The English-language specialization of TU Dortmund's Technomathematics Master, combining pure and applied mathematics (numerics, optimization, scientific computing) with computer-science components and an application subject in a natural or engineering science. Emphasis on modelling and simulation for real-world problems in finance, engineering and logistics, with practice-oriented projects and industrial internships in the Dortmund/Ruhr region. Lectures start in October.

At a glance

Degree
MSc
Language
English
English requirement
TOEFL 550 (paper) / 213 (computer) / 79 (internet); an English-taught Bachelor's degree also serves as proof. No IELTS figure on the official page.
German requirement
not required; learning German is recommended
Credits
120 ECTS
Duration
4 semesters (2 years)
Intake
Winter semester
Tuition
€0 (public university)

Focus areas: Numerics · Optimization · Scientific computing · Application subjects (civil/mechanical engineering, chemistry, EE&IT, CS, physics)

Admission requirements

Prior degree
Bachelor in Mathematics or Technomathematics (TU Dortmund) or comparable
Minimum grade
3.0 overall ('satisfactory', German scale)
Prerequisite credits
  • ≥100 ECTS mathematics
  • ≥20 ECTS from a minor subject (civil/mechanical engineering, chemistry, electrical engineering & IT, computer science or physics)
Also required
Programming skills required from the start; admission conditions of up to 30 additional ECTS may be imposed.

Deadlines & timeline

Deadlines differ by where your degree is from. Dates change every cycle — always confirm on the official page before planning. A dash means no fixed calendar date exists or none is confirmed yet — the Details column explains each case.
Who Intake Deadline Details
Non-EU applicants Winter semester Not confirmed on a single official page; general TU Dortmund Master deadlines are expected to apply. Verify with the Faculty of Mathematics before relying on this. International Office (re-checked 2026-07-04): the standard English-taught non-EU window applies — approx. beginning of January to 15 May (cut-off period). This is a university-wide default, not a programme-specific date, so date is left null.
EU / German-degree applicants Winter semester International Office (re-checked 2026-07-04): winter start only; beginning of January to Friday before the lecture period (cut-off period), via the International Office application. Window language, not year-anchored.

Fees & funding

Tuition
€0 per semester
Semester contribution
€321.48
Semester ticket
included (Deutschland-Semesterticket)

University-wide: €0 tuition; €321.48 semester contribution confirmed for WS 2025/26, including the nationwide Deutschland-Semesterticket. A figure of ~€339.70 is in preparation for WS 2026/27.

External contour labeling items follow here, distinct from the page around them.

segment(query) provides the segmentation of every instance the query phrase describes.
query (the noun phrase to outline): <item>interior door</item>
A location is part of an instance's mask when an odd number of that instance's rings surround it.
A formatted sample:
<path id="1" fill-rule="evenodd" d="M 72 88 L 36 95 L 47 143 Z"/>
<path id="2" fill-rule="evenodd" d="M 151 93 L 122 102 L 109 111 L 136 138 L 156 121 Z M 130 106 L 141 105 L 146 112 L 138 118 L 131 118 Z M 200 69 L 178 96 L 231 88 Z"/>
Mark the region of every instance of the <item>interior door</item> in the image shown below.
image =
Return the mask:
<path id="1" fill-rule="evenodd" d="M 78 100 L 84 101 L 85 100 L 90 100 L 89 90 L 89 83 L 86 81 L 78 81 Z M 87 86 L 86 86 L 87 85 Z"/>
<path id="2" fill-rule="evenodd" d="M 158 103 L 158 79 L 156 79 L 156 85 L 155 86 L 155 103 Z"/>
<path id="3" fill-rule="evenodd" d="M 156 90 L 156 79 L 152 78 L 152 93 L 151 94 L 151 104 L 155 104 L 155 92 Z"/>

Scholarships are listed per university — see TU Dortmund scholarships.

How to apply

uni-assist
required (see deadline details above for who exactly)
Application portal
www.uni-assist.de
Official page
www.tu-dortmund.de

EU applicants and holders of German degrees usually apply directly via the university's Campusportal instead of uni-assist — the deadline table above says which route applies to you.

What students say

Aggregated from StudyCheck · 2024–2025 — paraphrased in our own words, never quoted.

Reviewers describe Technomathematik at TU Dortmund as intellectually demanding but rewarding, with a challenging start that eases once students form study groups. They praise the applied, increasingly in-demand content and highly approachable, competent lecturers and administration, while cautioning that the programme is overwhelmingly mathematics-heavy and difficult to tackle alone.

Liked

  • More applied and varied than pure mathematics
  • Engaging, increasingly sought-after subject matter
  • Lecturers teach well and are readily available for questions
  • Helpful and competent student administration
  • Practical study project is a valued hands-on component

Criticised

  • Steep, difficult entry phase
  • Very mathematics-intensive workload
  • Hard to manage without joining a study group
  • More restricted choice of minor/application subject than standard mathematics
  • Demands strong self-motivation and independent study

Where graduates go

Typical roles
Applied-mathematics roles in finance, engineering and logistics; scientific staff at universities and research institutes (source)

No official placement statistics exist for this programme — these are directions described by the university, not measured rates.